Nachdem Nahid Ensafpour im Teil I den Begriff der Heimat aus verschiedenen Blickwinkeln näher erläutert hat, fragt sie in Teil II: Kann das Exil überhaupt je Heimat werden? Nahid Ensafpour erweitert ihren Beitrag zur „Sehnsucht nach Heimat“ um berühmte Poeten und Literaten, die sich mit dieser Problematik auseinandersetzen mussten.
Heimweh bis in den Tod – Heinrich Heine

Heine lebte bereits seit einem Jahrzehnt im Exil als er 1843 erstmals wieder nach Deutschland reiste. Er war ins Exil gegangen, weil er als getaufter Jude unter beruflicher Ausgrenzung und Antisemitismus litt. Als Schriftsteller stand er unter strenger Beobachtung der Zensur. Viele seiner Werke fielen ihr zum Opfer und konnten in Deutschland nicht erscheinen. Seine Urheberschaft vom „Loreley-Lied“ wurde lange Zeit unterschlagen.
Heinrich Heine ist ein Beispiel für eine ganze Reihe von Schriftstellern und Intellektuellen, die während der Restauration im 19. Jahrhundert Deutschland verlassen mussten. Sie hatten sich für ein einiges Deutschland eingesetzt und für Gedankenfreiheit gekämpft. In den deutschen Kleinstaaten konnten sie nicht publizieren oder verloren ihre berufliche Stellung. Exil war also schon vor dem Nationalsozialismus für Intellektuelle oft die einzige Option des Überlebens.
Je länger Heinrich Heine in Paris lebte, umso mehr schmerzte ihn das Exil. Vor allem die Sehnsucht nach seiner Mutter machte ihm zu schaffen. Aber er sah bald auch ganz klar, dass er nicht mehr dauerhaft in sein Heimatland würde zurückkehren können. Zu groß war das Risiko, verhaftet zu werden.
In der Fremde – Heinrich Heine (Auszug) (Entstehungsdatum nach 1831)
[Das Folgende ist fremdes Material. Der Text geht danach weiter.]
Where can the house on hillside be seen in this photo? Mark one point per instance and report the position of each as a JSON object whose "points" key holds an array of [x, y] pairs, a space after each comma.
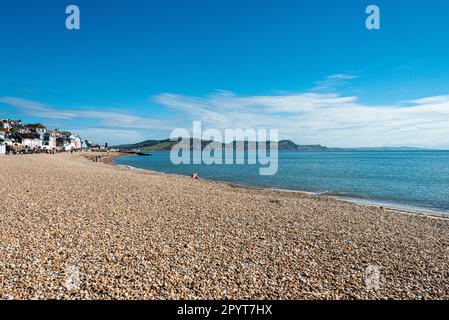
{"points": [[28, 140], [49, 141]]}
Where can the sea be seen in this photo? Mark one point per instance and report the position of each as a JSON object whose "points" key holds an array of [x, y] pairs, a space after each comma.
{"points": [[409, 180]]}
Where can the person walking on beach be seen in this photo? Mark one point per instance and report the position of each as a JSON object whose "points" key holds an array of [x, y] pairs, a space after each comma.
{"points": [[195, 176]]}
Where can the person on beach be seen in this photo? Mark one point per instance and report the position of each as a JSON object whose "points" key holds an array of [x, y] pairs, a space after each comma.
{"points": [[195, 175]]}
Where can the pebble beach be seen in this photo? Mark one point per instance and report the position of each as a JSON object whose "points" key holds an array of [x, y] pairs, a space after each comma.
{"points": [[71, 228]]}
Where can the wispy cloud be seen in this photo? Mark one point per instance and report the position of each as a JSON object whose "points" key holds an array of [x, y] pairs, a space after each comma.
{"points": [[333, 82], [101, 126], [330, 119], [106, 118], [308, 117]]}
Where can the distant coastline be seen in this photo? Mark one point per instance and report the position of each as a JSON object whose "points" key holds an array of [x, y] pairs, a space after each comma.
{"points": [[283, 145]]}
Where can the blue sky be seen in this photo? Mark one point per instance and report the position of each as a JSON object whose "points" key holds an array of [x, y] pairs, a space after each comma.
{"points": [[139, 69]]}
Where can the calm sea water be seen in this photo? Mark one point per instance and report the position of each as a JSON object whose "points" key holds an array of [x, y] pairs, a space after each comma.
{"points": [[416, 180]]}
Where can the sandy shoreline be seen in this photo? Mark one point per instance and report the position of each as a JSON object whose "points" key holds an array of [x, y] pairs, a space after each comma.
{"points": [[72, 228], [109, 159]]}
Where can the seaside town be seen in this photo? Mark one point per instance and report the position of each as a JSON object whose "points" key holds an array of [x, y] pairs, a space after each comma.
{"points": [[19, 138]]}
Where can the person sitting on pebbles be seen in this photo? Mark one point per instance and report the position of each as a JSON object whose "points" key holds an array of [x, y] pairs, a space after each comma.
{"points": [[195, 175]]}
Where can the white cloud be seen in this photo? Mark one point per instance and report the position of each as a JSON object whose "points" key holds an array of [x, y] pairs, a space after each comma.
{"points": [[306, 118], [332, 82], [329, 119]]}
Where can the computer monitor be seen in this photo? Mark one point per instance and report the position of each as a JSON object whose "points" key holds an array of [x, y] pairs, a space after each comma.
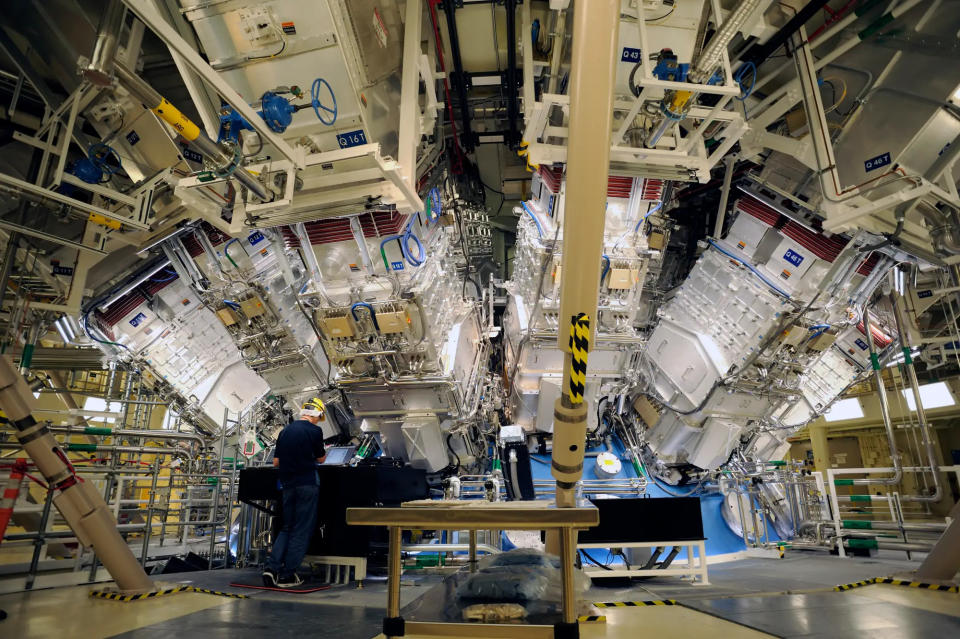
{"points": [[339, 455]]}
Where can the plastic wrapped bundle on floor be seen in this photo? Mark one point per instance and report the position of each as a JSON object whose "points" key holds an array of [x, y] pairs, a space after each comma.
{"points": [[528, 578]]}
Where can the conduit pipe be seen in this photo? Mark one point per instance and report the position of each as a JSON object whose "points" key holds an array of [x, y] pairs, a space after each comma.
{"points": [[191, 132], [592, 72], [898, 313], [79, 502]]}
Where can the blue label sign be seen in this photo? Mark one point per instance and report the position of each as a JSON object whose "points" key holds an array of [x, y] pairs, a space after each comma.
{"points": [[792, 257], [192, 155], [877, 162], [351, 138]]}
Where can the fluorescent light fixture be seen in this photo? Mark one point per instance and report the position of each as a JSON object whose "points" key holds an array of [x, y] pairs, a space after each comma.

[279] Ich hatte einst ein schönes Vaterland.
Der Eichenbaum
Wuchs dort so hoch, die Veilchen nickten sanft.
Es war ein Traum.
Das küßte mich auf deutsch, und sprach auf deutsch
(Man glaubt es kaum,
Wie gut es klang) das Wort: »Ich liebe dich!«
Es war ein Traum.
Heinrich Heine im UniWehrsEL auf. Die deutsche Seelenlage umschrieb der Dichter Heinrich Heine 1824 mit den Worten „Ich weiß nicht, was soll es bedeuten, dass ich so traurig bin …“. Dass die von Clemens Brentano erfundene Kunstsage „Loreley“ solche Verbreitung fand, verdankt es neben Heines Text auch der von Friedrich Silcher 1837 komponierten Melodie, die als Ausdruck der Rheinromantik gilt.
Künstlerin im Exil – Nelly Sachs

Die Dichterin Nelly Sachs, 1891 in Berlin geboren und 1970 im schwedischen Exil gestorben. Die Nobelpreisträgerin ist auch insofern eine Ausnahme-erscheinung in der Literaturgeschichte, als dass sie den wichtigsten Teil ihres Werkes erst im reifen Alter schuf: Ihr Werk beginnt mit der Shoah.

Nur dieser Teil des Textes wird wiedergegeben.